Re: [LSF/MM/BPF TOPIC] 64k (or 16k) base page size on x86

Next message: Benjamin Block: "Re: [PATCH v1 1/1] PCI/IOV: Add nested locking in sriov_add_vfs/sriov_del_vfs for complete serialization"
Previous message: Frank Li: "Re: [PATCH RESEND v10 2/2] dmaengine: dw-edma: Add non-LL mode"
In reply to: Kalesh Singh: "Re: [LSF/MM/BPF TOPIC] 64k (or 16k) base page size on x86"
Next in thread: Kiryl Shutsemau: "Re: [LSF/MM/BPF TOPIC] 64k (or 16k) base page size on x86"
Messages sorted by: [ date ] [ thread ] [ subject ] [ author ]

From: Dave Hansen

Date: Thu Feb 19 2026 - 12:09:06 EST

On 2/19/26 07:08, Kiryl Shutsemau wrote:
> - The order-0 page size cuts struct page overhead by a factor of 16. From
> ~1.6% of RAM to ~0.1%;

First of all, this looks like fun. Nice work! I'm not opposed at all in
concept to cleaning up things and doing the logical separation you
described to split buddy granularity and mapping granularity. That seems
like a worthy endeavor and some of the union/#define tricks look like a
likely viable way to do it incrementally.

But I don't think there's going to be a lot of memory savings in the
end. Maybe this would bring the mem= hyperscalers back into the fold and
have them actually start using 'struct page' again for their VM memory.
Dunno.

But, let's look at my kernel directory and round the file sizes up to
4k, 16k and 64k:

find . -printf '%s\n' | while read size; do echo \
$(((size + 0x0fff) & 0xfffff000)) \
$(((size + 0x3fff) & 0xffffc000)) \
$(((size + 0xffff) & 0xffff0000));
done

... and add them all up:

11,297,648 KB - on disk
11,297,712 KB - in a 4k page cache
12,223,488 KB - in a 16k page cache
16,623,296 KB - in a 64k page cache

So a 64k page cache eats ~5GB of extra memory for a kernel tree (well,
_my_ kernel tree). In other words, if you are looking for memory savings
on my laptop, you'll need ~300GB of RAM before 'struct page' overhead
overwhelms the page cache bloat from a single kernel tree.
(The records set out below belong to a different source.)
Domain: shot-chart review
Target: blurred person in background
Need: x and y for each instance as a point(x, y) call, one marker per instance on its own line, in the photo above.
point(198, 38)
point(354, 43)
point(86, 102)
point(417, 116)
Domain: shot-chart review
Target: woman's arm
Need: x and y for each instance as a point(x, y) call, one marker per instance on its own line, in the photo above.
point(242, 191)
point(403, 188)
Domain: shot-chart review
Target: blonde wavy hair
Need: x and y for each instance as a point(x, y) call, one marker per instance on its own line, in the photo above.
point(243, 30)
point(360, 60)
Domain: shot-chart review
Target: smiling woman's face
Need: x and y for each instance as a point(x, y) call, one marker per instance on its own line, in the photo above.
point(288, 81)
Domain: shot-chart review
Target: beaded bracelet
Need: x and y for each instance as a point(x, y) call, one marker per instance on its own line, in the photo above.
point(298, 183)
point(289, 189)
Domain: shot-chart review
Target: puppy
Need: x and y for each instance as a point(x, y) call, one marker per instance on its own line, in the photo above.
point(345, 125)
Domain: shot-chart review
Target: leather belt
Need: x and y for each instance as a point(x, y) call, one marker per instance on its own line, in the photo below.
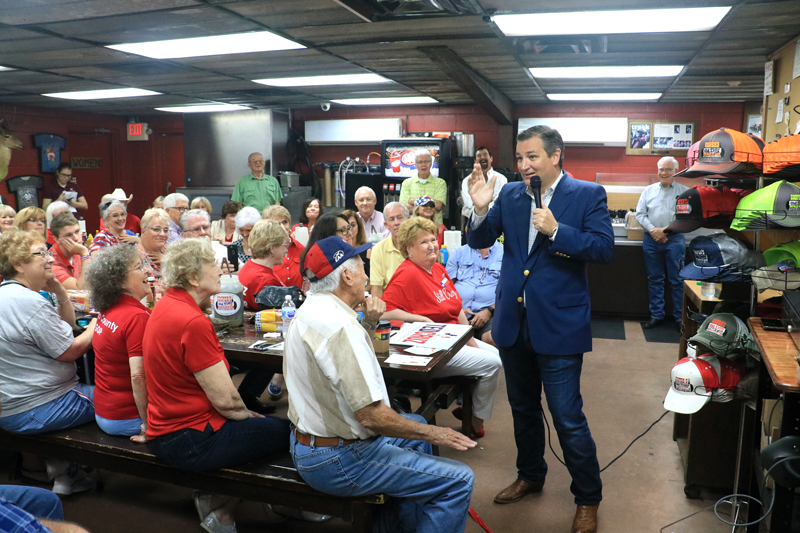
point(322, 442)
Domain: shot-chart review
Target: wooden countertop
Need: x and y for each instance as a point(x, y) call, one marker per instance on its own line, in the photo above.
point(777, 352)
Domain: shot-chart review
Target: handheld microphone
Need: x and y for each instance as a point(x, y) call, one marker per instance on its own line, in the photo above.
point(536, 186)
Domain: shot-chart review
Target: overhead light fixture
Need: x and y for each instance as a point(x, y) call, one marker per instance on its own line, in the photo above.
point(607, 22)
point(203, 108)
point(128, 92)
point(607, 72)
point(592, 97)
point(309, 81)
point(217, 45)
point(394, 100)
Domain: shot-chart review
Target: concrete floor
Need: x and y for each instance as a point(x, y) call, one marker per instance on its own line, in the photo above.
point(624, 384)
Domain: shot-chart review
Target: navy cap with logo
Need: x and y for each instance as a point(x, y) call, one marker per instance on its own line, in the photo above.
point(328, 254)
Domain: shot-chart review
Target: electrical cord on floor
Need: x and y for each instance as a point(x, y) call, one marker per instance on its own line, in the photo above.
point(550, 443)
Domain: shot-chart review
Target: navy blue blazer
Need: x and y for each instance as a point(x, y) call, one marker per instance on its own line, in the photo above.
point(553, 276)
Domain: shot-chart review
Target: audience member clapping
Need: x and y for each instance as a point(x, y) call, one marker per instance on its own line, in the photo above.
point(118, 282)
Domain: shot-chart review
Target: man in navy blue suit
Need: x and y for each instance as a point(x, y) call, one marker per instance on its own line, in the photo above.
point(543, 306)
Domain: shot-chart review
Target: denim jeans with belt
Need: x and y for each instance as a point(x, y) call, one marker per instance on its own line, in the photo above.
point(430, 494)
point(236, 442)
point(664, 260)
point(527, 373)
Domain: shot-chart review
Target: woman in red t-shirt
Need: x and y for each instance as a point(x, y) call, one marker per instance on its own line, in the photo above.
point(196, 420)
point(421, 291)
point(268, 245)
point(118, 280)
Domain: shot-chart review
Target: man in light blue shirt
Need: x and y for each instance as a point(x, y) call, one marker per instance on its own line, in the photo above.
point(663, 254)
point(475, 274)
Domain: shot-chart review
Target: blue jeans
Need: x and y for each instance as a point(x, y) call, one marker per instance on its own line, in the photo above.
point(431, 494)
point(41, 503)
point(664, 261)
point(527, 372)
point(236, 442)
point(123, 428)
point(75, 408)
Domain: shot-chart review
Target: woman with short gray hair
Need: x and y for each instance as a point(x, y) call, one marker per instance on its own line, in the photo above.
point(113, 213)
point(118, 283)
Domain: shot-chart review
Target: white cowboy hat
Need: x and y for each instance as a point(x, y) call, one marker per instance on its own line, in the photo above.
point(119, 194)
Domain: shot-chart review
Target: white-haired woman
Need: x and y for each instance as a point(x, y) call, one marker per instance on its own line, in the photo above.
point(245, 220)
point(113, 214)
point(196, 419)
point(118, 283)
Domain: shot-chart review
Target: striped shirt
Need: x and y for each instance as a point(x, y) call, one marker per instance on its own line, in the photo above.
point(330, 369)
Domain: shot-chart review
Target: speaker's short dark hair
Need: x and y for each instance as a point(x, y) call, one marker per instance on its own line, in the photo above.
point(551, 140)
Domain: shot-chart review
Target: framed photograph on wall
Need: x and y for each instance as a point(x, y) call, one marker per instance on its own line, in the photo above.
point(660, 137)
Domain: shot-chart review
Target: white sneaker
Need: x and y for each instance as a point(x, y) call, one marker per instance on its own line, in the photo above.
point(213, 525)
point(65, 484)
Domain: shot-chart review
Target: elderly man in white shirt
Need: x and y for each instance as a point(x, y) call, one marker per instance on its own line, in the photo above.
point(345, 438)
point(663, 253)
point(484, 157)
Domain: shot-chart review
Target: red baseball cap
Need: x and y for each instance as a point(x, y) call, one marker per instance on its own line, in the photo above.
point(705, 207)
point(726, 151)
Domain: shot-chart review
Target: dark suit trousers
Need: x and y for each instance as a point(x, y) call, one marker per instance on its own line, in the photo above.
point(527, 372)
The whole kernel obviously isn't in the page cache all at the same time.
The page cache across the system is also obviously different than a
kernel tree, but you get the point.

That's not to diminish how useful something like this might be,
especially for folks that are sensitive to 'struct page' overhead or
allocator performance.

But, it will mostly be getting better performance at the _cost_ of
consuming more RAM, not saving RAM.